Frontier #5 (2014) is by talented young artist Sam Alden and is a companion piece to Hollow, an emotional horror story about a family and the bizarre sinkhole that seems to follow them around. Alden absolutely nails how dread-inducing the hole is, as it's literally the abyss, an absence of anything that threatens to swallow its protagonists whole. At the same time, this issue is very much a coming-of-age story that fits perfectly into Sands' interest in stories of transformation. The story follows two sisters on a beach and shows just how carefully Alden uses color as a powerful emotional and narrative signifier. The issue follows two sisters who are sharing that both of them can see the hollow, and Alden uses a flashback device dependent on color to clue the reader in as to when things were flashing back to the present. There's a clever sequence where the two sisters are talking about whether their mother holds in secrets where a flashback starts in the middle of the modern-day panel as a door starting to open with their mother peering out. The flashback concerns the girl's mother looking in disapprovingly as the girl may have been masturbating under a blanket, and the girl resolutely tries to explain herself to her mother, who is uninterested in talking about it further. Going back to the present on the beach, a sinkhole opens up and nearly swallows up the girl who had been flashing back, with a color pattern on the sinkhole identical to that of the chair her mother had been sitting in when she dismissed her. The sinkhole suggests that it's a physical manifestation of the family's guilt, repression, anxiety, trauma and secrets. The sinkhole appearing was akin to a panic attack nearly swallowing her up. None of this is mentioned, but the girl's reaction to it appearing was "It heard us", a horrific realization that her anger, guilt and fear could swallow her up at any time. With his stripped-down style, Alden continues to be an ace with regard to gesture and figures interacting in space.

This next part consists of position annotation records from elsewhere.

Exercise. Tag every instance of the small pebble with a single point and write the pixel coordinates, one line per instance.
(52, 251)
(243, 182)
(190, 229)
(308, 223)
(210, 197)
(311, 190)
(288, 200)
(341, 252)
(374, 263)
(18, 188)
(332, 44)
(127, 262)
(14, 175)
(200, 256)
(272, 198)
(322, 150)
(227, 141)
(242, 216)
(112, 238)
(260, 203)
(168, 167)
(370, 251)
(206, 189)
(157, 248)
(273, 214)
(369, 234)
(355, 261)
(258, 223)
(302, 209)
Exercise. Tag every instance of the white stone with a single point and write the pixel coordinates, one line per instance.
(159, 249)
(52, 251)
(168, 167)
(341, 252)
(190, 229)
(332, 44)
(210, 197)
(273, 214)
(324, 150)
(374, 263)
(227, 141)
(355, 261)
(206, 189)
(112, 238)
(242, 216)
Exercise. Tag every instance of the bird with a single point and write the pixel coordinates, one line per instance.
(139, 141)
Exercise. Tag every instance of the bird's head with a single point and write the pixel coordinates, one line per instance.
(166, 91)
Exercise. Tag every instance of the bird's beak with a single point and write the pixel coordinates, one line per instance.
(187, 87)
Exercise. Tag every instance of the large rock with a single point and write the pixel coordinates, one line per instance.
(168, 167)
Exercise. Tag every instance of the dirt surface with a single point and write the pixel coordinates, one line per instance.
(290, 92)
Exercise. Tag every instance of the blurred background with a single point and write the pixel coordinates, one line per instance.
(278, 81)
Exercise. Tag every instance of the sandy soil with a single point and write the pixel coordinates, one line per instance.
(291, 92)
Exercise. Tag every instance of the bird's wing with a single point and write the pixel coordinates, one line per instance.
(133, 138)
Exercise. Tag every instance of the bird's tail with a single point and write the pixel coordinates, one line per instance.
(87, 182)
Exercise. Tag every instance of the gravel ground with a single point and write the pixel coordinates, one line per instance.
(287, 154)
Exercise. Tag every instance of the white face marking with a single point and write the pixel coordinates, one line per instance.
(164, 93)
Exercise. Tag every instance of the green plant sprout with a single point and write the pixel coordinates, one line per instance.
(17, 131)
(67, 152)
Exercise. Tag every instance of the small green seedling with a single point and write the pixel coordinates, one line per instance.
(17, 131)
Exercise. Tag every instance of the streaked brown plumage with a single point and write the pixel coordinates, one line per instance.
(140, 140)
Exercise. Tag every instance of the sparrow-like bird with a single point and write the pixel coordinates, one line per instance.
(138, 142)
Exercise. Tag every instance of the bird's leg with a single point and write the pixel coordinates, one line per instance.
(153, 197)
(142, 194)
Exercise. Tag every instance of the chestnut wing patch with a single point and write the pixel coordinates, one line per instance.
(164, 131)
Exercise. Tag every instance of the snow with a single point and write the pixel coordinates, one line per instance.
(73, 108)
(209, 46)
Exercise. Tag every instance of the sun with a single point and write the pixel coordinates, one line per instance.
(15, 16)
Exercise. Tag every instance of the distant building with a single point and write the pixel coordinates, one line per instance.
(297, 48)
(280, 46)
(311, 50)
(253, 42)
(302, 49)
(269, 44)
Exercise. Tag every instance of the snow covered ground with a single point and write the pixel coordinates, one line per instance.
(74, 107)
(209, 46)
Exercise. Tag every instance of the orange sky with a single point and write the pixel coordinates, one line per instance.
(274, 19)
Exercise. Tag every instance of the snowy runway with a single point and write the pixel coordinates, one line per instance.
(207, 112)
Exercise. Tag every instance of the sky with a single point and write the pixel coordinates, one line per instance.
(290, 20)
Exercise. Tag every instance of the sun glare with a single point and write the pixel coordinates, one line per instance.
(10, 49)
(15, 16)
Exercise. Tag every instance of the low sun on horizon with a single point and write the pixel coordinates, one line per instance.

Frontier #6 (2014) is by horror cartoonist Emily Carroll. It's based on a true-life Ontario murder/haunting of a woman named Ann Herron. Like all the best horror stories, it has one foot in reality and another foot in possibility. It generates fear by slowly and carefully building up facts and anecdotes, first starting with how to play the children's game "Ann-By-The-Bed", a sort of summoning activity not unlike playing with a Oujia board. Carroll cleverly shifts back and forth from drawing photographs (later showing them stained with blood) to traditional comics panels to a floor plan that acts in much the same way a grid might. The comic shifts between recounting the tragic life of Herron and the way that she apparently appears by the bed of those who summon her, with a number of different accounts given as to what she looked like, what the experience felt like, etc. Carroll recounts her own experience of dreaming about Ann and then waking up and finding her on her chest. This is a common manifestation of sleep paralysis, but it's no less frightening in context. Carroll considers other rumors about her death, that it might have been her brother-in-law killing her. She looks at odd details like Herron's blood apparently being found in every room in the house or the supposition that the family was cursed, and ends with a chilling warning. Carroll's mastery of atmosphere, pacing and keeping the reader off-balance with a barrage of different visual approaches (the switch from black and white to color and back is especially jarring) transforms an ordinary ghostly urban legend into something legitimately frightening.